Congratulations, Tanzanite... You've Been Named the New December Birthstone
The birthstone list, like the United States Constitution, is rarely amended. However, such is the enthusiasm for one gem - velvet blue tanzanite - among both jewelers and the public alike, that it was recently added to this exclusive group. Tanzanite has joined zicon and turquoise as the commemorative gems for December birthdays.
Tanzanite, a relative newcomer to the jewelry world, was discovered by Masai tribesmen in the remote hills near Kilimanjaro in Tanzania in the 1960s. The president of Tiffany & Co. was among the first in the jewelry industry to see the new gem and he immediately fell in love with it. He gave it the "stage name" tanzanite to replace its gemological name, blue zoisite, and by incorporating the new gem in some of Tiffany's most important creations, he introduced it to jewelry and gem aficionados throughout the world.
Tanzanite's appeal is attributable to two factors: its rarity and its beauty. It is one of the few gems that has only one source; tanzanite has never been found outside Tanzania, where it was first sighted four decades ago.

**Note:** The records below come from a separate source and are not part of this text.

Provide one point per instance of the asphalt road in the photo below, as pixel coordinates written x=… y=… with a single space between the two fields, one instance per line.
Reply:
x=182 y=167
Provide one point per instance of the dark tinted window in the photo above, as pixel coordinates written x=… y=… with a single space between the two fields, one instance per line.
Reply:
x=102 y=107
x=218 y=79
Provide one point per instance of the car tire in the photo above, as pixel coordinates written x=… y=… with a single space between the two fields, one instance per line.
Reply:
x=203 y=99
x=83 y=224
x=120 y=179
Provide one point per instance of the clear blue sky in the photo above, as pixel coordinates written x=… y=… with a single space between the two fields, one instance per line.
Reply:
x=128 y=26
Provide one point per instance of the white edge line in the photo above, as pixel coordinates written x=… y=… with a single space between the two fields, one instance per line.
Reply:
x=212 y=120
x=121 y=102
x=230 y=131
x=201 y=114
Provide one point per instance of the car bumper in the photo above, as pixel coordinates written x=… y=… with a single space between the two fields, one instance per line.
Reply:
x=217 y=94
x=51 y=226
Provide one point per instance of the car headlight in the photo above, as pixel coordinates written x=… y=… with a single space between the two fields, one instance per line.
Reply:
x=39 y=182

The gem's color is spectacular. It is most often gold or brownish when mined, but it is generally heated to blue when cut. The resulting hue can range from lavender to midnight blue, but the most prized color is a deep, luxurious blue with purple overtones. The gem also exhibits an unusual gemological property called pleochroism, which means it can display more than one color. When viewed from different angles, a tanzanite ring or pendant may show flashes of various shades of blue and purple. That tanzanite's hue may also alter in daylight and incandescent light is still another lovely gemological miracle that adds to the allure of this unique gem.